Satu tangan Angkasa perlahan mengusap lembut rambut sang suami. Membuat Sagara yang diperlakukan demikian semakin tak bisa melepaskan pandangan dari wajah Angkasa. “Kalau boleh tau, mimpi kamu apa sih, Mas?”

“Aku pengen jalanin bisnisku sendiri, sama kayak Papi yang gak berharap dari harta dan perusahaan Opa terus jalanin bisnisnya sendiri.” kata Sagara, “Terus sebagian penghasilan dari bisnis aku itu pengen aku pakai buat nge-bentuk yayasan yang menampung anak-anak tanpa orang tua atau orang tuanya ada, tapi mereka gak berkecukupan sampai harus putus sekolah, Sa.”

“Semacam panti asuhan, Mas?”

“Mm, bener.”

“Kamu masih bisa kok ngeraih mimpi kamu itu meskipun kamu jadi CEO di kantor punya Opa, Mas.” kata Angkasa yang jemari lentiknya masih setia memainkan rambut lembut dan sehat Sagara. “Aku bakalan daftar jadi donatur.”

Sagara tersenyum. “Nanti ya, Sa. Kalau semua masalah aku udah selesai, kamu harus lihat mimpi aku itu jadi kenyataan. Aku janji.”

Angkasa mengangguk, meski ada keraguan dalam hatinya. Sebab, Angkasa tidak tahu, apakah dia masih tetap ada di dunia fiksi ini pada saat semua masalah Sagara telah usai atau justru dia telah kembali ke dunianya yang asli.

“Sa.”

“Mhm?”

“Aku suka.”

“Hah?”

Angkasa terkejut mendengar apa yang baru saja Sagara katakan. Terlebih saat suaminya itu tiba-tiba menggenggam tangannya yang masih di kepala Sagara.

“Aku suka kamu mainin rambut aku kayak gini,” kata Sagara. “Sekarang aku jadi ngantuk.”

Angkasa tersenyum lalu geleng-geleng kepala. “Ya udah, tidur.”

“Mainin rambut aku sampai aku tidur ya,” gumam Sagara sebelum perlahan memejamkan matanya.

Sejenak Angkasa memandangi wajah damai Sagara—masih sambil memainkan rambut suaminya itu. Melihat Sagara lebih banyak tersenyum dan bercerita padanya membuat Angkasa diam-diam merasa lega sekaligus bahagia, terlebih setelah Angkasa tahu bahwa sang suami menyimpan luka yang sangat besar seorang diri.
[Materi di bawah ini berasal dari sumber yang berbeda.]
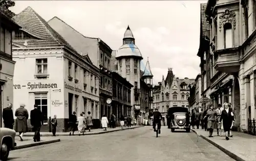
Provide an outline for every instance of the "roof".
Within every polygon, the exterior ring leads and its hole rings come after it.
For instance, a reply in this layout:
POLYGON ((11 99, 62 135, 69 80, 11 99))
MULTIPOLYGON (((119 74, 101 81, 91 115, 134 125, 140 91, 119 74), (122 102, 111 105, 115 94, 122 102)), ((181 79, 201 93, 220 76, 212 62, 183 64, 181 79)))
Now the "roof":
POLYGON ((21 30, 37 39, 39 39, 38 41, 28 41, 28 46, 30 45, 31 42, 33 43, 33 45, 41 45, 42 42, 47 45, 65 45, 75 51, 75 50, 30 7, 28 7, 14 16, 13 19, 22 27, 21 30))
POLYGON ((12 30, 18 30, 22 28, 18 24, 9 18, 2 12, 0 12, 0 19, 1 20, 2 23, 5 24, 9 29, 11 29, 12 30))
POLYGON ((129 25, 128 25, 128 27, 127 27, 126 31, 124 33, 124 34, 123 35, 123 38, 133 38, 134 39, 134 37, 133 36, 133 32, 132 32, 132 30, 130 29, 129 25))
POLYGON ((124 44, 117 51, 116 58, 122 57, 135 57, 143 59, 140 51, 135 44, 124 44))
POLYGON ((152 72, 151 72, 151 68, 150 67, 150 62, 148 61, 148 57, 147 57, 147 61, 146 63, 146 67, 145 67, 145 70, 144 70, 143 74, 142 76, 153 76, 152 72))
Entah magis apa yang Sagara miliki hingga Angkasa merasa kedekatan emosional mereka tumbuh begitu cepat. Sosok Sagara yang dulunya sangat Angkasa benci kini justru telah menjadi seseorang yang amat ingin dia lindungi. Sagara yang dulu selalu ingin Angkasa hindari agar dia bisa segera kembali ke dunianya yang asli, kini justru menjadi alasan Angkasa berpikir untuk tetap tinggal di dunia fiksi. Entah karena simpati atau justru dia telah perlahan jatuh hati, tapi satu yang Angkasa yakini, Sagara dan dirinya—are not meant to be.